Logo of Land Soil Crop Hub {{< var country >}} Land Soil Crop Hub Kenya
  • Data and Information
  • Maps
  • User stories
  • Community
  • Docs
  1. Developer
  2. Workshop Data
  3. FAIR principles
  • User
  • Administrator
  • Developer
    • Hub components
      • Container platform
      • Mapserver
      • postgres
      • pycsw
      • quarto
      • Terria JS
      • webdav
    • Workshop Data
      • FAIR principles
      • Metadata at the source
      • Interact with data repositories
      • Catalogue publication
      • Bulk import
      • GIT and CI/CD
      • Data publication
      • Providing convenience APIs
      • Quality of Service
      • Advanced options
  1. Developer
  2. Workshop Data
  3. FAIR principles

FAIR principles

Author

Paul van Genuchten

Published

November 23, 2023

The FAIR principles are a good practice on data sharing in academic communities and beyond. A good starting point for our workshop on data management.

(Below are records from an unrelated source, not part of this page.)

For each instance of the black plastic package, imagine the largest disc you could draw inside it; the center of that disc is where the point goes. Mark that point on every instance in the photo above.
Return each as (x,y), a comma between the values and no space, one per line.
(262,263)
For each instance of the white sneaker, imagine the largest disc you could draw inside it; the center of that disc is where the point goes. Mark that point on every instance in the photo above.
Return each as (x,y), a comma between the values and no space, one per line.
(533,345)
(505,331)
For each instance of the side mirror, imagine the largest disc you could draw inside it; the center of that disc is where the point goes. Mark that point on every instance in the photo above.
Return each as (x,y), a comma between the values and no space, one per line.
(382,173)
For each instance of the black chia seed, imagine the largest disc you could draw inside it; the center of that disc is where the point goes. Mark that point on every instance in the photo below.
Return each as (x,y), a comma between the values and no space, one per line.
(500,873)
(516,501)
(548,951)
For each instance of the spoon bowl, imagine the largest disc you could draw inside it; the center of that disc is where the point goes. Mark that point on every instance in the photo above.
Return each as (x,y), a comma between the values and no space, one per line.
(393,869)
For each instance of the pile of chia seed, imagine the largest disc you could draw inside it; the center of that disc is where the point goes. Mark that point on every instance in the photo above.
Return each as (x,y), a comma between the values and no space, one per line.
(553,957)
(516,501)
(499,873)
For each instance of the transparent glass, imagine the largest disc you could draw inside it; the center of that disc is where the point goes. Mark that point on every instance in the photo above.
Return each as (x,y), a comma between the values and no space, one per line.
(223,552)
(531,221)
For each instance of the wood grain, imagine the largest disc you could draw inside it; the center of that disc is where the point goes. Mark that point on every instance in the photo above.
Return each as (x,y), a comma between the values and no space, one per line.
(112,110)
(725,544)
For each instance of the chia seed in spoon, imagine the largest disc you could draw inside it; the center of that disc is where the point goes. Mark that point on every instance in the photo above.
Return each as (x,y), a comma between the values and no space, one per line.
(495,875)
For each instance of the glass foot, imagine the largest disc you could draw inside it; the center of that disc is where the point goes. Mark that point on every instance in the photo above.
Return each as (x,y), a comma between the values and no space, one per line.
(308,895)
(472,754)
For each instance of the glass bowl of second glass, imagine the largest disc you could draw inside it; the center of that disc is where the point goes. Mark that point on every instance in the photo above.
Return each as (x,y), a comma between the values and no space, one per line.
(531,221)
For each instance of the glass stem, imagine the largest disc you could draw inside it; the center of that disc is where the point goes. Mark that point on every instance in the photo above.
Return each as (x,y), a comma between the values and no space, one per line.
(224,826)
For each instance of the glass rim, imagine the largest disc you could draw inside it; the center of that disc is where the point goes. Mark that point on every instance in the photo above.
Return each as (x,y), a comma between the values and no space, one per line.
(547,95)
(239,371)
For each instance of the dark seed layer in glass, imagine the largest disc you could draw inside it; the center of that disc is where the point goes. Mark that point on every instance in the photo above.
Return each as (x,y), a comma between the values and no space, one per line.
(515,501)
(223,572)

Outside academia there have been similar initiatives to improve data management, which may be more relevant for dedicated communities or scenarios:

  • 5 star open data
  • W3C Data on the web best practices
  • Open government data principles
  • European INSPIRE Directive

In this paragraph we present a number of exercises around the FAIR principles. And we’ll see how the principles work out in the soil domain specifically. FAIR Data is:

  • Findable
  • Accessible
  • Interoperable
  • Reusable

Findable

Metadata and data should be easy to find for both humans and computers.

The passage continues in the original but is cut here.